Signed and acknowledged UNITED ACQUISITION, INC., an Indiana
in the presence of: corporation
-----------------------------------
___________________________________ By: ________________________________
(Printed name)
------------------------------------
(Printed name and title)
-----------------------------------
-----------------------------------
(Printed name)
STATE OF _____________ )
)SS:
COUNTY OF ____________ )
Before me, a Notary Public in and for the above County and State,
personally appeared ________________, the ____________________ of UNITED
ACQUISITION, INC., an Indiana corporation, who as such officer acknowledged the
execution of the foregoing Assignment of Rents and Leases for and on behalf of
said corporation this _____ day of July, 2001.

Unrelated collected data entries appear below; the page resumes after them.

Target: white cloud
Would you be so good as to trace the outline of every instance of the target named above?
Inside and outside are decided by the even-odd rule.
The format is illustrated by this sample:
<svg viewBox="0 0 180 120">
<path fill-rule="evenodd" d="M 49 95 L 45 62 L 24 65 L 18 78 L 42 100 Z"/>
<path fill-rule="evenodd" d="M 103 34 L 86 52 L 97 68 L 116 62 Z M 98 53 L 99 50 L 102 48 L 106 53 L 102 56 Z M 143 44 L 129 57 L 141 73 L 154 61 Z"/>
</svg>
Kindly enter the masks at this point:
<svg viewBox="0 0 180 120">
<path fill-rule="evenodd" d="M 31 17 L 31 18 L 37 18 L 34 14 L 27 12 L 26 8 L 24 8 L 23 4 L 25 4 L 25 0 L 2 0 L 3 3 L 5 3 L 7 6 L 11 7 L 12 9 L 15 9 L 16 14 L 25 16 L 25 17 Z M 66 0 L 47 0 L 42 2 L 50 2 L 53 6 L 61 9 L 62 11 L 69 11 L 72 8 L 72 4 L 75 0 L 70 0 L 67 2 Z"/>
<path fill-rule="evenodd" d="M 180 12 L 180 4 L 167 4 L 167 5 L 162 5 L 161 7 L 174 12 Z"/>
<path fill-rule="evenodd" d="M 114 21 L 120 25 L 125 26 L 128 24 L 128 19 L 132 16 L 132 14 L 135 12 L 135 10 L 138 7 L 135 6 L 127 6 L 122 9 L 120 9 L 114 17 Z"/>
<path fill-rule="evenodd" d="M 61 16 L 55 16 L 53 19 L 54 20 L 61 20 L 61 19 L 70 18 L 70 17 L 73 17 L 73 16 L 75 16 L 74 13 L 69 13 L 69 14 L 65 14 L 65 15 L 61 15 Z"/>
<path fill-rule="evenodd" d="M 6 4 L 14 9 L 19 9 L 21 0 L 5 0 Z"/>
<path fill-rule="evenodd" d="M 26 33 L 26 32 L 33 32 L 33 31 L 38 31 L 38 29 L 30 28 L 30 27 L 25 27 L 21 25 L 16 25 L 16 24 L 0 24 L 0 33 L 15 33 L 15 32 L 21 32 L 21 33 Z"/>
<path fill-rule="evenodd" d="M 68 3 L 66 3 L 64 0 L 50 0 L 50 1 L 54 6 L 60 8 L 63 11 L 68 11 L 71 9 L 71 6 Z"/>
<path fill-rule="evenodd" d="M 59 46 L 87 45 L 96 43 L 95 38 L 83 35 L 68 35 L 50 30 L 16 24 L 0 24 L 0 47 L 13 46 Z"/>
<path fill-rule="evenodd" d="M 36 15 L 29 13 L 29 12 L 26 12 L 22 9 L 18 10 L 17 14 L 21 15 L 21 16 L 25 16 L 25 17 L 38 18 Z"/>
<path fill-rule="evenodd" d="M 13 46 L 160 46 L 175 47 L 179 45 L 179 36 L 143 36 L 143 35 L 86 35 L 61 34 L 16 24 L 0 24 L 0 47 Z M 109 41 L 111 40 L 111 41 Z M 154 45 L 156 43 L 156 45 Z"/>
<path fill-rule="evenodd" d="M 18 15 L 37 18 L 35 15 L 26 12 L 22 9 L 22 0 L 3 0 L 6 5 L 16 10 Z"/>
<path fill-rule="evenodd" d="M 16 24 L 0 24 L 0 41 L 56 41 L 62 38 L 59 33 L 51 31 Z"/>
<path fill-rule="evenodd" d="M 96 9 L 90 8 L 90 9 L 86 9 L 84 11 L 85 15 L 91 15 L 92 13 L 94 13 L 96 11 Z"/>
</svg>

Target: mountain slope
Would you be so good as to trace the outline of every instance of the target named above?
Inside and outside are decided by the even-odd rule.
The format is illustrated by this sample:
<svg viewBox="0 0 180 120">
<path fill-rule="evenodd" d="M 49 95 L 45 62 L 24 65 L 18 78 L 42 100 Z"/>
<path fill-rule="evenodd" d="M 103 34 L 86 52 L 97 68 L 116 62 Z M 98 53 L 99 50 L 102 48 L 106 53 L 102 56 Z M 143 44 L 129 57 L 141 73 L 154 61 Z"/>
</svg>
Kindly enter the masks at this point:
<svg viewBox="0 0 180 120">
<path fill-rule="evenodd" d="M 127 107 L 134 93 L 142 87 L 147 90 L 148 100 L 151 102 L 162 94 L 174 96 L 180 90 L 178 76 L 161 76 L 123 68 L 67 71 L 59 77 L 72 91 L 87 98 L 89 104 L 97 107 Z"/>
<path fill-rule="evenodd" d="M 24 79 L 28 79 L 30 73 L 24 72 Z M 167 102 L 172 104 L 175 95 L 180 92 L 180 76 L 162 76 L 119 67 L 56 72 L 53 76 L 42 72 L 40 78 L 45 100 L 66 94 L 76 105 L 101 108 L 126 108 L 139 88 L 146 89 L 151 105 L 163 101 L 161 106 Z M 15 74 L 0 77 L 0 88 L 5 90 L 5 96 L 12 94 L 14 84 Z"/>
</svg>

Signature: ___________________________
Printed: _____________________________
Notary Public
My Commission Expires: ______________
My County of Residence: ______________
EXHIBIT "A"
Legal Description
All that real estate in St. Xxxxxx County, Michigan, described as follows:
A Parcel of Land being located in the Fractional Southwest Quarter of
Section 0, Xxxx 0 Xxxxx, Xxxxx 12 West, Mottville Township, St. Xxxxxx
County, Michigan, more particularly described as follows:
Commencing at the intersection of Xxxxxxx Street and Union Street as
monumented with a pipe,
THENCE South 89 degrees 44 minutes 10 seconds West for a distance of 390.12
feet along the Centerline of said Xxxxxxx Street to the northerly
projection of the East line of Section 19 (Block 19) of Xxxxxxx and
Holabird's Addition to the Village of Mottville according to the Plat of
Record in the Office of the Register of Deeds for St. Xxxxxx County,
Michigan in Liber C of Deeds on Page 272; THENCE South 00 degrees 10
minutes 45 seconds East for a distance of 350.14 feet along said extension
and said East line to the Southeast Corner of said Section 19 (Block 19) as
monumented with a pipe, being the POINT OF BEGINNING; THENCE South 89
degrees 30 minutes 56 seconds East for a distance of 26.00 feet; THENCE
South 00 degrees: 16 minutes 02 seconds East for a distance of 438.47 feet;
THENCE South 89 degrees 50 minutes 55 seconds West for a distance of 28.00
feet; THENCE North 00 degrees 00 minutes 21 seconds West for a distance of
438.76 feet to the POINT OF BEGINNING.
Together with and subject to covenants, easements, and restrictions of
record. Said property contains 0.272 acres more or less.